Functions to convert rows annotations to ranges and RaggedExperiment to RangedSummarizedExperiment

This group of functions will convert row annotations as either gene symbols or miRNA symbols to row ranges based on database resources 'TxDB' and 'org.Hs' packages. It will also simplify the representation of RaggedExperiment objects to RangedSummarizedExperiment.

Usage

simplifyTCGA(obj, keep.assay = FALSE, unmapped = TRUE)

symbolsToRanges(obj, keep.assay = FALSE, unmapped = TRUE)

mirToRanges(obj, keep.assay = FALSE, unmapped = TRUE)

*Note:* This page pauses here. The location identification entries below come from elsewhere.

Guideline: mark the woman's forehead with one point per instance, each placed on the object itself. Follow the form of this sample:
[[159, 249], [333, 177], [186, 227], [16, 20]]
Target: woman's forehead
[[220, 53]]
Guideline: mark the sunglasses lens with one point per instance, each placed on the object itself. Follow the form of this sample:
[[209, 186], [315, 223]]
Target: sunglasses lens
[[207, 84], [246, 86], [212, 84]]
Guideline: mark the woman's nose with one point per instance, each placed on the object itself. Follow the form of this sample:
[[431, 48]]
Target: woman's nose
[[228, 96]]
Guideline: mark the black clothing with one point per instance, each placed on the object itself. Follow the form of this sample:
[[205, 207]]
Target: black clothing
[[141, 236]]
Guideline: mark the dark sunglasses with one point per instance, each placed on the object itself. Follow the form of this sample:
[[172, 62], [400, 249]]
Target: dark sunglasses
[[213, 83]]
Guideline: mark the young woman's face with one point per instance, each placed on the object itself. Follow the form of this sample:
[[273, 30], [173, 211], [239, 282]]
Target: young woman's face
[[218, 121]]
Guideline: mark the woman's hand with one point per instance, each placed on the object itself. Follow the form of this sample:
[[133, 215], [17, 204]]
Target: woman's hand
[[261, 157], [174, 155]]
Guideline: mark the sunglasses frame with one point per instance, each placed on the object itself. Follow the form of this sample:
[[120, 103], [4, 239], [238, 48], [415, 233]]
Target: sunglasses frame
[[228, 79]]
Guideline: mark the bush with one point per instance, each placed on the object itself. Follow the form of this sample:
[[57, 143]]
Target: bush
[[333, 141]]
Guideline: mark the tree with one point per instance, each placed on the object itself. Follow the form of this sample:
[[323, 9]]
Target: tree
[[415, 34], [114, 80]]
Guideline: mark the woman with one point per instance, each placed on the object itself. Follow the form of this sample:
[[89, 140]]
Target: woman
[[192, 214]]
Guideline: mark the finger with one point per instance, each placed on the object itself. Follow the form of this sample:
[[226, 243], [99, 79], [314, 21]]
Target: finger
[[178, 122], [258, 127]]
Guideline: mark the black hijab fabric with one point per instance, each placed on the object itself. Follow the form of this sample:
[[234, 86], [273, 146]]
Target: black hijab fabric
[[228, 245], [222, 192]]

CpGtoRanges(obj, keep.assay = FALSE, unmapped = TRUE)

qreduceTCGA(obj, keep.assay = FALSE, suffix = "_simplified")

Arguments

obj: A MultiAssayExperiment object obtained from curatedTCGAData
keep.assay: logical (default FALSE) Whether to keep the SummarizedExperiment assays that have been converted to RangedSummarizedExperiment
unmapped: logical (default TRUE) Include an assay of data that was not able to be mapped in reference database
suffix: character (default "_simplified") A character string to append to the newly modified assay for qreduceTCGA.

Value

A MultiAssayExperiment with any gene expression, miRNA, copy number, and mutations converted to RangedSummarizedExperiment objects

Details

The original SummarizedExperiment containing either gene symbol or miR annotations is replaced or supplemented by a RangedSummarizedExperiment for those that could be mapped to GRanges, and optionally another SummarizedExperiment for annotations that could not be mapped to GRanges.

qreduceTCGA

Using TxDb.Hsapiens.UCSC.hg19.knownGene as the reference, qreduceTCGA reduces the data by applying either the weightedmean or nonsilent function (see below) to non-mutation or mutation data, respectively. Internally, it uses RaggedExperiment::qreduceAssay() to reduce the ranges to the gene-level.

qreduceTCGA will update genome(x) based on the NCBI reference annotation which includes the patch number, e.g., GRCh37.p14, as provided by the seqlevelsStyle setter, seqlevelsStyle(gn) <- "NCBI". qreduceTCGA uses the NCBI genome annotation as the default reference.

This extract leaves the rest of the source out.